Utility-scale battery storage systems provide other functional advantages, such as frequency regulation, arbitrage, ramping/spinning reserves, voltage or reactive power support, and load management. This is one reason why battery capacity growth is expected to nearly double this year, adding 14.3 GW to the existing 15.5, compared to only 6.4 GW in 2023. 


Long-duration energy storage archetypes (orange circles) relative to storage design.

Long-duration energy storage archetypes (orange circles) relative to storage design. Image used courtesy of California Energy Commission (Page 22, Figure 3)


Hybrid solar-plus-storage projects are increasingly popular, representing most of the 525 GW of battery capacity waiting in interconnection queues at the end of 2023. Another 503 GW is standalone storage, distinct from hybrid plants that can be deployed faster when combined with existing generators. 
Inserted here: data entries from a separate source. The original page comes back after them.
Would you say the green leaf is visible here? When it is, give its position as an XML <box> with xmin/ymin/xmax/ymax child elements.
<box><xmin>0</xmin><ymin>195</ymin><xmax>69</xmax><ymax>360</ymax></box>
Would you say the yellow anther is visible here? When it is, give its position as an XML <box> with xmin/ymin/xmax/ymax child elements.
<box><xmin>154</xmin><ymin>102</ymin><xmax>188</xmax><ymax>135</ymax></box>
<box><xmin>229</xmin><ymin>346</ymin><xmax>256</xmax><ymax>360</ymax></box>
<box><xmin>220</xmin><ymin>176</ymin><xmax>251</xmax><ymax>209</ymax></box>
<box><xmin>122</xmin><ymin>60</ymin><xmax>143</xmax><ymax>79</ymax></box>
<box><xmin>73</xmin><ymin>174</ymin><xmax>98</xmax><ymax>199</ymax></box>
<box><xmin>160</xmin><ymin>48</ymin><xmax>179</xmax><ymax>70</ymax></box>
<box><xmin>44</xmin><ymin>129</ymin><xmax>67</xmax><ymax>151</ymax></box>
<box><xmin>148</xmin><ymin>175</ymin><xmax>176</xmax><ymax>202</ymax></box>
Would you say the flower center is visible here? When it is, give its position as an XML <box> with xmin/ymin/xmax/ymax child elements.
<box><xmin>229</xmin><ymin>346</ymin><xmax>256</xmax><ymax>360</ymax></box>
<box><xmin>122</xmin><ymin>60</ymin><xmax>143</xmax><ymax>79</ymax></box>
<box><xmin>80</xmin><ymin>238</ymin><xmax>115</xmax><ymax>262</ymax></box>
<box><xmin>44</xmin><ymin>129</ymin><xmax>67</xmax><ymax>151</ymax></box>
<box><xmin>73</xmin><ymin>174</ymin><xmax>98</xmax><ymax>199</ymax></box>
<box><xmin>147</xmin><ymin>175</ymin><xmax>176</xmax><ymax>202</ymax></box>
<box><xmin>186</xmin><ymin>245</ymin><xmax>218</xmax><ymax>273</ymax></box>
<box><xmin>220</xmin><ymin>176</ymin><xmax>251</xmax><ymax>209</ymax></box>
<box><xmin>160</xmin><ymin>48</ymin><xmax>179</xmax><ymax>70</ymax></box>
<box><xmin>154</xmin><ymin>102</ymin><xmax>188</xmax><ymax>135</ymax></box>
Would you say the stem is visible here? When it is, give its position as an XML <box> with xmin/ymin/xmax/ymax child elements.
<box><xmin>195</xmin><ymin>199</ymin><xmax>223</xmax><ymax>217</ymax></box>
Long-duration energy storage technologies lend additional support with 10 hours or more of dispatch. Pumped storage hydropower (PSH) lasts eight to 16 hours and is the grid’s leading energy storage resource, claiming 70% of utility-scale storage capacity. The nation’s 43 existing PSH plants total 22 GW of generation and 553 GWh of storage. Another 91 GW is under development, mainly in closed-loop configurations

Other long-duration storage technologies are being explored across the U.S. The longest announced to date is a 5 MW/500 MWh iron-air battery that can discharge energy for 100 hours based on a reverse rusting process. Each module comprises a 50-cell stack with air and iron electrodes and water-based electrolytes. Form Energy is expected to bring the system online in California by 2025. 


Iron air battery process.

Iron air battery process. Image used courtesy of Form Energy


Upgrades and Grid-Enhancing Technologies

Transmission systems can incorporate advanced hardware and software into their infrastructure relatively quickly. The DOE estimates nearly one-fifth of U.S. transmission lines could be good candidates for advanced reconductoring, which involves swapping composite core conductors for enhanced steel cores with higher capacity and efficiency. Companies can do this without needing to secure new rights of way. 

The resource adequacy report cited one example where American Electric Power unlocked a 2x capacity increase in Texas by replacing over 200 miles of aging conductors with advanced composite cores. 


Regional transmission needs

Regional transmission needs. Image used courtesy of DOE (Figure V-17, Page 128)


Grid-enhancing technologies like sensors, control devices, and analytics software are designed to maximize resource use along existing lines. Advanced power flow controls can redirect power from overloaded lines to those with free capacity. Topology optimization software works similarly, rerouting loads from congested lines. 

More operators are adopting dynamic line rating (DLR) technology, which adjusts transmission ratings based on real conditions, such as wind speed, to determine how much power can be carried through the line. In one example, Pennsylvania Power and Light deployed DLR to boost its average capacity ratings by 18–19% and avoid $50 million in reconductoring and rebuilding. The DLR approach is gaining traction over conventional static ratings that rely on conservative assumptions. 

According to the DOE, these low-cost technologies can be deployed individually or combined in under three years without planned outages.